In view of the impending elections in Kerala and UP, improved representation has been given to MPs from these two States. However, three States — Chhattisgarh, Goa and Manipur — are yet to be represented in the Union Council of Ministers.
Speaking to newspersons after the reshuffle, the Prime Minister, Dr Manmohan Singh, called it a “minor reshuffle” adding that a major reshuffle is expected to take place after the Budget session of Parliament. The Budget session is expected to begin in February and last till May.
Elevated to Cabinet status
In a surprise change, the Minister for Petroleum and Natural Gas, Mr Murli Deora, was shifted to the Ministry of Corporate Affairs. Simultaneously, Mr Praful Patel (moves from Civil Aviation to Heavy Industries and Public Enterprises), Mr Sriprakash Jaiswal (Coal Ministry) and Mr Salman Khursheed (from Corporate Affairs to Water Resources) were elevated to Cabinet status. Mr Patel's association with the aviation sector is likely to continue as Air India could be referred to the Ministry of Heavy Industries to look into the airlines' wage bill.
Mr Sharad Pawar will no longer look after the Department of Food, which will now be come under Prof K.V. Thomas. Prof Thomas has been given the reins of the Department at a time when the country's food inflation is the highest among major Asian economies. This had led to criticism of Mr Pawar for what is termed his failure to improve the distribution of food, scale up infrastructure and iron out supply bottlenecks — the primary reasons for prices of food products shooting up.

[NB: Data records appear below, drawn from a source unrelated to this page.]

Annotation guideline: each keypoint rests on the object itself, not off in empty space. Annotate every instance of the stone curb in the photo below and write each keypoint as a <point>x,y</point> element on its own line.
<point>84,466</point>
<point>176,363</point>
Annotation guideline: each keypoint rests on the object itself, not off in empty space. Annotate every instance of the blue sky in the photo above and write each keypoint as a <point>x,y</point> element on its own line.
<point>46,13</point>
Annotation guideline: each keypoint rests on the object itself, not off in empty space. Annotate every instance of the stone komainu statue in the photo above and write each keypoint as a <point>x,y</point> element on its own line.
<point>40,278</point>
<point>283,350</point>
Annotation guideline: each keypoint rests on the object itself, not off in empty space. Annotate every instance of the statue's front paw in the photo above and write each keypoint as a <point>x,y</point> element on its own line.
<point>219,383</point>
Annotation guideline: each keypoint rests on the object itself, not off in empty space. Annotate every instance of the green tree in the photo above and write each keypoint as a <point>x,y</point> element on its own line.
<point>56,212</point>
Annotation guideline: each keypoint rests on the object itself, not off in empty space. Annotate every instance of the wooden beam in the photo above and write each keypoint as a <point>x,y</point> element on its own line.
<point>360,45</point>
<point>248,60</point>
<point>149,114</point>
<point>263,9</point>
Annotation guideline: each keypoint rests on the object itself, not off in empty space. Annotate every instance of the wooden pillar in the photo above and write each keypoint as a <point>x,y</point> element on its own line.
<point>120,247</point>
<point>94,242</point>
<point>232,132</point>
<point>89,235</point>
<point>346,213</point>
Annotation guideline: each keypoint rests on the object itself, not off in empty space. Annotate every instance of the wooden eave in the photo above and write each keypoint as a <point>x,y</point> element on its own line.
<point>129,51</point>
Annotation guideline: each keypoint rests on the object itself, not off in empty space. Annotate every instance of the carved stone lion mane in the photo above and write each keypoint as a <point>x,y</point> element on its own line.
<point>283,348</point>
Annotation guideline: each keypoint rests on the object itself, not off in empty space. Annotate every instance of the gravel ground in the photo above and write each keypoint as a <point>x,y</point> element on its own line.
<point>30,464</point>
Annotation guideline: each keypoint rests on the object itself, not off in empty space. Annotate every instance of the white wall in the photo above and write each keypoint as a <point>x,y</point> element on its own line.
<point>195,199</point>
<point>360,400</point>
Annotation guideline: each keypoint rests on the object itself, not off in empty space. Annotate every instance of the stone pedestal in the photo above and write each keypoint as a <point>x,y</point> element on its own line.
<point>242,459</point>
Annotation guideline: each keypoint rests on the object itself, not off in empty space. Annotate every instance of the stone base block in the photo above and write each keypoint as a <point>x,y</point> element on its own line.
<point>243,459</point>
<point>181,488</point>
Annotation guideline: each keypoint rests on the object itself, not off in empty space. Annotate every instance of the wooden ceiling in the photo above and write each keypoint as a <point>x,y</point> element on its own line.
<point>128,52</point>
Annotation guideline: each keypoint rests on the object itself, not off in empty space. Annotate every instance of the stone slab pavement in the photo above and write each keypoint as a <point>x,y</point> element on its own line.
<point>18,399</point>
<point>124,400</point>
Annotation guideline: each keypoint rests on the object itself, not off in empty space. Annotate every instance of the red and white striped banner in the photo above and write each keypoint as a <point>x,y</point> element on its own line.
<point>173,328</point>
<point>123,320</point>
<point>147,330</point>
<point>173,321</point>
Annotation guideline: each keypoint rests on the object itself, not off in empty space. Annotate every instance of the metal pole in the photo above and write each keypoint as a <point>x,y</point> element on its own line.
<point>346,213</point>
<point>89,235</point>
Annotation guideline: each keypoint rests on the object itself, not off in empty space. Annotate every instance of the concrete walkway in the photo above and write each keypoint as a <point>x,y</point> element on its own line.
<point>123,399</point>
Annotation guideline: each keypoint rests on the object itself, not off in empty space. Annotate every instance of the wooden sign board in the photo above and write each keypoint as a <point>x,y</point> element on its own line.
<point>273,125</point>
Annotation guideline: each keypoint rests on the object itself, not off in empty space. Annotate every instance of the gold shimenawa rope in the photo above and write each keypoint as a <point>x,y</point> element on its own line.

Contrary to expectations, not many new faces or younger ministers were inducted. The Minister of State for Power, Mr K.C. Venugopal, is the sole exception. The Prime Minister has also not dropped any Minister for non-performance, one of the reasons cited for the reshuffle.
The move to re-jig the team comes at a time when the twin challenges of escalating food inflation and moderating industrial output seem to have put the Government in a quandary.
With food price inflation still at 16.9 per cent and industrial production falling to an 18-month low at just 2.7 per cent, the need to invigorate the thinking process within the administrative set-up has been badly felt.
Further, changes in the ministerial council centre around key economic portfolios, especially in the infrastructure space. The signal sent out, say political watchers, is that the economy will continue to receive a major thrust in overall governance.
Mr Salman Khursheed's elevation to the Cabinet rank and being given charge of the water resources portfolio signals the importance the Government attaches to the handling of portfolios that deal with national resources.